“See what?” I asked, not even caring that my question came out strangled. “What happened?”

Instead of answering me, she led me around the corner toward the hall where Dax’s cell was. When the hallway came into view, I stopped dead in my tracks.

“Oh my God,” Dallas gasped as she came out behind me.

“Fuck. Marcus,” Rance hissed.

Jesiah rushed past us to kneel in front of Marcus, whose body was slumped across from Dax’s wide open cell door. A dagger was shoved into his chest all the way to the hilt, and his head was tilted up to the ceiling, mouth agape and eyes closed. Dried blood smeared his lips and chin, and it caked the front of his white shirt from the stab wound.

“When did this happen?” Rune demanded.

“Two days ago,” Imani answered.

“Two days? No one moved him?” I shrieked.

“We wanted the five of you to see the scene yourself since this doesn’t make sense. Plus, this is just the tip of the fucking iceberg of new problems,” Imani said with tightly shut eyes.

The news was gut-wrenching. Two days. Marcus had died two freaking days ago. I met Rune’s gaze. I knew he was thinking the same thing as me—that was the day we’d arrived and left Muna’s Kingdom. Could the soul she had to attend to be … I inhaled sharply and approached Marcus.

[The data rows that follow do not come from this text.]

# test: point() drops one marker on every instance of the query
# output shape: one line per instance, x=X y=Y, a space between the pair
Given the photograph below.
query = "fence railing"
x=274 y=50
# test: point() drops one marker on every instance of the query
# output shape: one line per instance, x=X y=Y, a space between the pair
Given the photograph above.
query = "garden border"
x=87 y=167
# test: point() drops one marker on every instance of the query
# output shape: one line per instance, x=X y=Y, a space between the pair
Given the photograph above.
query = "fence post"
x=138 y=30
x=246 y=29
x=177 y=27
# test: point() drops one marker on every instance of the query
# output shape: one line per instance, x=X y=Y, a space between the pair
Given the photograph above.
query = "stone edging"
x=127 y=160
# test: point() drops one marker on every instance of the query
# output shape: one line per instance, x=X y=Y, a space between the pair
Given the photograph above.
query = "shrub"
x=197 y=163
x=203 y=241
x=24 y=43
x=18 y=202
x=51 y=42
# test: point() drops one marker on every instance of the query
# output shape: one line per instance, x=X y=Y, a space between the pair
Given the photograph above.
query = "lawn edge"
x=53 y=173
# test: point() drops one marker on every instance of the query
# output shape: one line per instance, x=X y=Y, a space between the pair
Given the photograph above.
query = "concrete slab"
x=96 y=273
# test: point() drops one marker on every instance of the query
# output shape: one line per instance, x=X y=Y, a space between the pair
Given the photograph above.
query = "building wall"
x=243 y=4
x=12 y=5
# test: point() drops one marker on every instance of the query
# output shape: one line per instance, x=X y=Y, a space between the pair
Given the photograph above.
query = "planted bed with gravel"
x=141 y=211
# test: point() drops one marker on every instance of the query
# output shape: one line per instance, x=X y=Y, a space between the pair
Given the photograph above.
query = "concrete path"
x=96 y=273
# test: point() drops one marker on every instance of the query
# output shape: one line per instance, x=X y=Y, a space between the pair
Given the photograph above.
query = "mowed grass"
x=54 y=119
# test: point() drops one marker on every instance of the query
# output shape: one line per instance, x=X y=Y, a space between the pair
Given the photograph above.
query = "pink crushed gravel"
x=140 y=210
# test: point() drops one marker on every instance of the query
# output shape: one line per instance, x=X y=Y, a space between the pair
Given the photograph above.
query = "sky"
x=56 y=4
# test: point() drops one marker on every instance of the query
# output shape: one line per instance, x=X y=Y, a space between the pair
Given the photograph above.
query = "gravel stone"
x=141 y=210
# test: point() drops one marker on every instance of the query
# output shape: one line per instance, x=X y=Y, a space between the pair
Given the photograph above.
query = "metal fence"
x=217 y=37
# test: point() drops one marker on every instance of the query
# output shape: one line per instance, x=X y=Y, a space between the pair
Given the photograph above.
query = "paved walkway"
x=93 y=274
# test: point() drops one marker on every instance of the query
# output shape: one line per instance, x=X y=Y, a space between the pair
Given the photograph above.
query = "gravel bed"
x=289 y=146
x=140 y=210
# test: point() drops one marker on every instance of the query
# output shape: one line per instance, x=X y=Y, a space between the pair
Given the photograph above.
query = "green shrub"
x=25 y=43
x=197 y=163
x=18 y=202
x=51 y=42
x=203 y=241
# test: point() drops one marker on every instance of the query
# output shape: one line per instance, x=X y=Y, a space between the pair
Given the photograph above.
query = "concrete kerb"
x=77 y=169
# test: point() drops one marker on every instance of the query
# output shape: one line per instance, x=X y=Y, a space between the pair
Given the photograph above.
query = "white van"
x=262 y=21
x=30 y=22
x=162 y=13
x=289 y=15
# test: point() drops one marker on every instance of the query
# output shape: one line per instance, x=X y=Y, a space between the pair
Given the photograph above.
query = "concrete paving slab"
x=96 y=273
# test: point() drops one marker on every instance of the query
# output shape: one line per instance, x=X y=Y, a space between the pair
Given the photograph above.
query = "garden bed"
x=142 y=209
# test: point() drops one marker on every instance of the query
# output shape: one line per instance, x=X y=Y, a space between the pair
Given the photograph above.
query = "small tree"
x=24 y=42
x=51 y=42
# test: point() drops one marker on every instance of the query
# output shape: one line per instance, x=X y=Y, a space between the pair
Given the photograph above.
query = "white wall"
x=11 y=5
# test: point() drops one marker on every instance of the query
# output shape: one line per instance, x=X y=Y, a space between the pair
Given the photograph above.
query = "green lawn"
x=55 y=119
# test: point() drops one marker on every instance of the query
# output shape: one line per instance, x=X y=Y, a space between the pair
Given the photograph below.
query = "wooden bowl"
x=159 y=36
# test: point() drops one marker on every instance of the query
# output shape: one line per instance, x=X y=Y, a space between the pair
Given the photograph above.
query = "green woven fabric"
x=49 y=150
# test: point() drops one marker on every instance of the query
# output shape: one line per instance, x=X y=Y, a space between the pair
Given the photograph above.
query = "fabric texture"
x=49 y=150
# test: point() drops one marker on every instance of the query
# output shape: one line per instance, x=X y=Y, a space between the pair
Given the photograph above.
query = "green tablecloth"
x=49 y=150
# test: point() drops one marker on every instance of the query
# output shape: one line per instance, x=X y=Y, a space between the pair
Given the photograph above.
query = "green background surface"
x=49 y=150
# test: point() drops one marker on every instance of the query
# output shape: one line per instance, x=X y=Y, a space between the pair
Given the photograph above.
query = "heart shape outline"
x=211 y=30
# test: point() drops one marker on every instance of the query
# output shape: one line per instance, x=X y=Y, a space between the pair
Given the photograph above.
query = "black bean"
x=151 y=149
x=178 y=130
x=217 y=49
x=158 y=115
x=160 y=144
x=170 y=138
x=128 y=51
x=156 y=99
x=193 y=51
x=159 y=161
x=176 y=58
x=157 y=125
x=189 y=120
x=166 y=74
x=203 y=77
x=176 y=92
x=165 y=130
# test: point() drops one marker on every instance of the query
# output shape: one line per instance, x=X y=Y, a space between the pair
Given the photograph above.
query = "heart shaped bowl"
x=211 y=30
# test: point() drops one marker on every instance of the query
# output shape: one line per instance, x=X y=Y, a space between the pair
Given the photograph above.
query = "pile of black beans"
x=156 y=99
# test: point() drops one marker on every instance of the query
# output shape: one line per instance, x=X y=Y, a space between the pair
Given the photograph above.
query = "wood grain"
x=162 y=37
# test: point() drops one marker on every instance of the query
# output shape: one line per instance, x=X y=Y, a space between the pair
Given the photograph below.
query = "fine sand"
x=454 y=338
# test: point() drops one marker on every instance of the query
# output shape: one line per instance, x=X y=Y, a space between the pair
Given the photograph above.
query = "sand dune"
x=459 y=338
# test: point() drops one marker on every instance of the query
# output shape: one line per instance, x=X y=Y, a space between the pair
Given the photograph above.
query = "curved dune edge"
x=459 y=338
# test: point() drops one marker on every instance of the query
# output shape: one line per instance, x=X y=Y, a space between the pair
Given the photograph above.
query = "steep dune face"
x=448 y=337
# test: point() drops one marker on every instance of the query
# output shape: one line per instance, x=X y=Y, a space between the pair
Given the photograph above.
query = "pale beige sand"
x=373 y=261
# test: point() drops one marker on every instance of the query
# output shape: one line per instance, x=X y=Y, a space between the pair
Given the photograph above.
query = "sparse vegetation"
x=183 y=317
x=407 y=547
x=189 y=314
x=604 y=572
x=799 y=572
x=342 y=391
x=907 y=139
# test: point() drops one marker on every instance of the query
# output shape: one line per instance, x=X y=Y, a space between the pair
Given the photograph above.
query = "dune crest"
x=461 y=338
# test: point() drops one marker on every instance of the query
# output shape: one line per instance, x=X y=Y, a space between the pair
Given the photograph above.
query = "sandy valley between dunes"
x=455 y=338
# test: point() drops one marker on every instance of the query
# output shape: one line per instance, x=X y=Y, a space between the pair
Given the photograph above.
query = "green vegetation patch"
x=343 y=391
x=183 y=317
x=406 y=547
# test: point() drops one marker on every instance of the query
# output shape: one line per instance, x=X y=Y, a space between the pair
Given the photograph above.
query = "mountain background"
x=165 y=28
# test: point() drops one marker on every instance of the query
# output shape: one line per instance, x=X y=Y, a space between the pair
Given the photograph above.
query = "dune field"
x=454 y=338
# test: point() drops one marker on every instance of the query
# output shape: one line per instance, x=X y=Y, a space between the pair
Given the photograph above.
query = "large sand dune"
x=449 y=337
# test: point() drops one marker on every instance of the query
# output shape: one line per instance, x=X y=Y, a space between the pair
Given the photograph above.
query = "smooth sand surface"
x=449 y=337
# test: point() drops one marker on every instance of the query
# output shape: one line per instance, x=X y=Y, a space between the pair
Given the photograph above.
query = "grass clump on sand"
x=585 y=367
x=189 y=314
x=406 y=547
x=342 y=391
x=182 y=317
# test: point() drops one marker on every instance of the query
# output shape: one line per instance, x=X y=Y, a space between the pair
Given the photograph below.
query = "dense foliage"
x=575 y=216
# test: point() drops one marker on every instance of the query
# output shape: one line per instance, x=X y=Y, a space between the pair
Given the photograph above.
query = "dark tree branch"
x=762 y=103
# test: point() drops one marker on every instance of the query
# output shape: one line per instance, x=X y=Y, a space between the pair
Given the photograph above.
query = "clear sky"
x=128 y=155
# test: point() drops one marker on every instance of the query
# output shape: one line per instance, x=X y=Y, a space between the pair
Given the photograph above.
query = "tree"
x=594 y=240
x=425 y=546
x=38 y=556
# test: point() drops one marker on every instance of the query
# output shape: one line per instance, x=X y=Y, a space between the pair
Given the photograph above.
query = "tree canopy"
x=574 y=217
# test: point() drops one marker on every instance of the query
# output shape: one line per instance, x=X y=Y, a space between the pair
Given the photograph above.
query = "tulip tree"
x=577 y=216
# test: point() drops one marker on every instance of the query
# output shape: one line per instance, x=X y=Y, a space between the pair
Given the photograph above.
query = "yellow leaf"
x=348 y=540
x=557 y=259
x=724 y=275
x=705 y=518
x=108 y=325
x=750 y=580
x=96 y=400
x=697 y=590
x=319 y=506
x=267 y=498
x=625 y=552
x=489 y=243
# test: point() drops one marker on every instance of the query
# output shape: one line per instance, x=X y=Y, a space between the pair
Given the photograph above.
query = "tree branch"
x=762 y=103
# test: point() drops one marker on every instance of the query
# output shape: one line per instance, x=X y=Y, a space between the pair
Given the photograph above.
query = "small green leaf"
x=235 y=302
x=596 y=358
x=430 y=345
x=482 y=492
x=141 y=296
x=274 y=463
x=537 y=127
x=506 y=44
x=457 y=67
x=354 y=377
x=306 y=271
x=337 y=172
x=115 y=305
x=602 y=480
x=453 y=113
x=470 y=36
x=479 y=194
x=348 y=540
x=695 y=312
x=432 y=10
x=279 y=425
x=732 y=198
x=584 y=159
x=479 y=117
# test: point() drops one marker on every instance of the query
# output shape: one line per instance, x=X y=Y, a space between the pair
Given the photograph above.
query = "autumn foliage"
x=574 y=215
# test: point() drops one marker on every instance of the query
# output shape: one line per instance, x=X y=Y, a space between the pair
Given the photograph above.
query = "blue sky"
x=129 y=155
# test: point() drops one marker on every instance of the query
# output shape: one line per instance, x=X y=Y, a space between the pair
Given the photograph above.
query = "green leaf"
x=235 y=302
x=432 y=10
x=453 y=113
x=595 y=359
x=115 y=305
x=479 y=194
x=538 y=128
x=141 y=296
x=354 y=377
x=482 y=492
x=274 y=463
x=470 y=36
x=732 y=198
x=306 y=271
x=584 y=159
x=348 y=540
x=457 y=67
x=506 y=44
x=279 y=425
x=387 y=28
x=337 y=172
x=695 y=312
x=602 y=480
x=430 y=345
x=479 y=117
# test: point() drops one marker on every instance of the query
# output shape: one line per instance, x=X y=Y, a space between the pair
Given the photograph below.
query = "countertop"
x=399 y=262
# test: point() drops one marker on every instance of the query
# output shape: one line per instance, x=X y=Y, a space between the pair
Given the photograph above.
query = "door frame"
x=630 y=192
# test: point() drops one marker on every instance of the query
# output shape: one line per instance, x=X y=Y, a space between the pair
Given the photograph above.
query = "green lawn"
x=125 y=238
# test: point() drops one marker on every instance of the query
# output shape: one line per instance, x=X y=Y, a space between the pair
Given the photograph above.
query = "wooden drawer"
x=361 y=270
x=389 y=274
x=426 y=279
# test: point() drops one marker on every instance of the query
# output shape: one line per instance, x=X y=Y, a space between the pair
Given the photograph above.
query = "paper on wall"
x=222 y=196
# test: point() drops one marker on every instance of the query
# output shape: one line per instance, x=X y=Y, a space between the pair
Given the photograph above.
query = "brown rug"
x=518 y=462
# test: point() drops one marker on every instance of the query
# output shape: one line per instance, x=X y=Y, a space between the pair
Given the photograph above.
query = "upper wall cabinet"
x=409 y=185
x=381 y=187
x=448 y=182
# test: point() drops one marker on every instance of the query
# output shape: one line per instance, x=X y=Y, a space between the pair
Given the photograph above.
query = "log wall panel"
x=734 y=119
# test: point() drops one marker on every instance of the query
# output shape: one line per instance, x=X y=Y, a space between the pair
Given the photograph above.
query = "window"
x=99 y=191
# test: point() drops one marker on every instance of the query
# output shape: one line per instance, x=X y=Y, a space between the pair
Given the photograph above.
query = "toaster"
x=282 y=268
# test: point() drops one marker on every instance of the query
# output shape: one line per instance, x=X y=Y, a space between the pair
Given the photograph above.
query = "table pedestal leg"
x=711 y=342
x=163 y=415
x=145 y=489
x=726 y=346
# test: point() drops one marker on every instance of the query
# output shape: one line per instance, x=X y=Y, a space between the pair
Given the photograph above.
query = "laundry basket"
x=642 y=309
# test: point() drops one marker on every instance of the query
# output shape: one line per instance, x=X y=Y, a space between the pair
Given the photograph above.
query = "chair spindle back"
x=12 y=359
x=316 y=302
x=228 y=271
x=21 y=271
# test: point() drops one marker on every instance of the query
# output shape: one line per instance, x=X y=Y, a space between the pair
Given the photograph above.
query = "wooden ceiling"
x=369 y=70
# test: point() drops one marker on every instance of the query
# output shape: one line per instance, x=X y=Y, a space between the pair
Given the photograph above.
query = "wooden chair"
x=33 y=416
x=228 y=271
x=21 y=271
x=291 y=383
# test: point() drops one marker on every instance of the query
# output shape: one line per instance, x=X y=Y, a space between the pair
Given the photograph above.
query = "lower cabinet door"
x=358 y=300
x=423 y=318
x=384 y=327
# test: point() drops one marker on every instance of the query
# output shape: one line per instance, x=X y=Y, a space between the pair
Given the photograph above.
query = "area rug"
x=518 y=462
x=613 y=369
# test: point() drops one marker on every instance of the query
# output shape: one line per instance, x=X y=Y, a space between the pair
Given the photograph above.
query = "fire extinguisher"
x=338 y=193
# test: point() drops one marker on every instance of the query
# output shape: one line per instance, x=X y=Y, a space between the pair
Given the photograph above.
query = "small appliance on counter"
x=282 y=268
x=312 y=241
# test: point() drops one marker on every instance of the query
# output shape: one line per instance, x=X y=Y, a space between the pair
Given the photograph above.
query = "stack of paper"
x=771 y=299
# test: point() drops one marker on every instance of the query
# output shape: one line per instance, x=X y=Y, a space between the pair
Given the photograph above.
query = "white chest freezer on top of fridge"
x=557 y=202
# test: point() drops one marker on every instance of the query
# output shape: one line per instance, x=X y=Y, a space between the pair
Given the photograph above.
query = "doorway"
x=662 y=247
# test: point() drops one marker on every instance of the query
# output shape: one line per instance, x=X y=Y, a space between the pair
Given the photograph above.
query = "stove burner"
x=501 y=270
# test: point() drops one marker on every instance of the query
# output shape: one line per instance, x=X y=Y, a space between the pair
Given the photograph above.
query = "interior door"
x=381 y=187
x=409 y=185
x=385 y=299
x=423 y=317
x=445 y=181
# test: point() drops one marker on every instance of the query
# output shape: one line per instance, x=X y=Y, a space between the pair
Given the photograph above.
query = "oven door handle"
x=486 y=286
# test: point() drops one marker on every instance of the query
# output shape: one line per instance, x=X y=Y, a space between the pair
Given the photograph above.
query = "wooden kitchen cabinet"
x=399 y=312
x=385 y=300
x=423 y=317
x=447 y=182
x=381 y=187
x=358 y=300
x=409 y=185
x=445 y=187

“H-How is he—” I asked, falling to my knees next to him. I reached my shaking hands toward his gray, lifeless body. “How is he dead? That wound isn’t fatal to Fae.”

“No, it’s not,” Jesiah agreed. His brown eyes examined the body. “At least, it shouldn’t be.”

“That’s the part that didn’t make sense,” Imani explained. “It’s why we left him like this. He shouldn’t be dead, Jesiah.”

Jesiah grabbed the hilt of the dagger and yanked it from Marcus’s chest, sending what looked like black tar spewing from the wound. Jesiah gasped and immediately leapt away from the body.

Rune suddenly grabbed me around the waist and yanked me firmly against his chest until my feet no longer touched the floor. He, like everyone else, backed away from Marcus.

“There’s no way,” Dallas screeched as she stared wide-eyed at the lifeless form.

“What?” I asked in alarm. “What is it?”

“How the fuck—” Rune growled, squeezing me tighter. “Is that what I think it is?”

Jesiah slowly shook his head like he was in a trance as he watched the black gunk ooze from the wound in Marcus’s chest. “I—I’m not sure.”

I gripped Rune’s arm tightly, my feet futilely kicking at air in frustration. “Someone please tell me what’s going on!”

“There’s a myth among Fae,” Jesiah started slowly. “About an oil that a certain flower creates. It’s not a plant that just grows out in the wild. It—It’s created by Land Fae, but only the strongest of them can do it. You have to have a certain trace of magic. Being injected with or consuming even a drop of the oil stops the Fae’s ability to heal, rendering us basically human in that sense. We can’t recover from injuries, and what would be a fatal wound for a human is also a fatal wound for us.”

“How the hell has no one said anything about this to me?” I snapped.

I thought back to when Rune and I trained all those months ago, and he taught me how to fight and kill a Fae. He never said anything about this oil-producing flower, and it was never brought up in my studies since then, either.

I suddenly remembered the day of my coronation and wedding. Elias’s letter had held a single black petal, and none of us knew what it came from. A shiver ran down my spine as I realized Elias had been sending a warning, even back then. Death was right before my eyes then, and here, it lay at my feet.

“Because it wasn’t supposed to be real,” Rune finally answered. “The Nightbloom was just a myth, a story made up and told to Fae around fires. Like a horror story.”

“It looks pretty damn real to me,” Dallas fretted, raking her hands through her hair. She tugged on the ends. “If a Land Fae has figured out how to create and harness the Nightbloom …”

She didn’t have to finish what she was saying. We all knew what it meant.

A single drop could prove fatal when paired with the right attack.

And Land Fae now had this at their disposal.

“How are we supposed to combat that?” Rance asked.